She also held several sub-ministerial and professional roles, including:

- Chairperson, Committee of Attorneys-General of the Northern States of Nigeria
- Member, Body of Benchers
- Member, Legal Practitioners' Disciplinary Committee
- Chairperson, Committee on the Establishment of the Kaduna State Traffic Law Enforcement Authority (KASTLEA) and the Kaduna State Committee on the Proliferation of Small Arms and Light Weapons (Disarmament Committee)

Following her tenure in the Ministry of Justice, she was appointed Commissioner for Environment and Natural Resources in Kaduna State.

Princess Amina is also active in charitable work. She serves as the coordinator of the Abraham Seeds Foundation, a non-governmental organisation established to provide care for homeless and abandoned children in the Federal Capital Territory. The foundation's mission is to restore hope and purpose in the lives of vulnerable children and prepare them for independent living as equal citizens of Nigeria.

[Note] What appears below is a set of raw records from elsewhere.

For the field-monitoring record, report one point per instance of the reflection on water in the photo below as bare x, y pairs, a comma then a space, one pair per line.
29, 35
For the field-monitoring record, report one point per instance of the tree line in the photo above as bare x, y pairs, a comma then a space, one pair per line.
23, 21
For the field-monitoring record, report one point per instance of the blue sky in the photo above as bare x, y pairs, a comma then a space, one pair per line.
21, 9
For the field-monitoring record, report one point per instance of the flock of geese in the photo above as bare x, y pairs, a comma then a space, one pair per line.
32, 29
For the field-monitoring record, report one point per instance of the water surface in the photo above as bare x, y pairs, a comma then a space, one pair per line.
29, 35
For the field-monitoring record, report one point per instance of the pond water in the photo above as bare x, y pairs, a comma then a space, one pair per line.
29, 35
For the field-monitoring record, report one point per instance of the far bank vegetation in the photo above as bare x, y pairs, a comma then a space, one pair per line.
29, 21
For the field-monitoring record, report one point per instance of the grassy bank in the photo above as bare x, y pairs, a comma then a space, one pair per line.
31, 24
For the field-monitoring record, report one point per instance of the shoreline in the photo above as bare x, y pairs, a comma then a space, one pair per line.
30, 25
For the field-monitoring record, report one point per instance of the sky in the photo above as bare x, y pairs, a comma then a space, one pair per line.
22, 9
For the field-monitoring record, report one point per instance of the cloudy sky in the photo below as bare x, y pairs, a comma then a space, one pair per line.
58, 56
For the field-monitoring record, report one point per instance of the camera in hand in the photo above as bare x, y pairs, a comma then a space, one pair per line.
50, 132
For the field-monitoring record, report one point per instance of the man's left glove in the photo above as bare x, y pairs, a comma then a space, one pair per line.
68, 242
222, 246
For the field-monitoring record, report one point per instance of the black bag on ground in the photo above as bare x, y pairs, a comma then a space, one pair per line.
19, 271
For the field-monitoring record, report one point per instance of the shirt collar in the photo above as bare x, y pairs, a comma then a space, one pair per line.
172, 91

In addition to her public service, she has extensive private sector experience, having held various management positions in organisations such as Abuja Investments Company Limited, Northern Numero Resources Ltd, Advocaat Law Practice, Aurelia Mining Ltd—a UK-based gold exploration company that owns the Babban Tsauni Gold Project in Abuja—and Business Development and Investments Ltd (BDI Ltd), a consultancy responsible for developing a state-wide strategy for solid minerals sector development in Kaduna State.

== Personal life ==
Princess Amina Sijuwade married Prince Adetokunbo Sijuwade, Managing Director of the Sijuwade Group and son of Oba Okunade Sijuwade, in 1996. The couple has two children: Adedunni Sijuwade (born 1998) and Adejuwon Sijuwade (born 2000).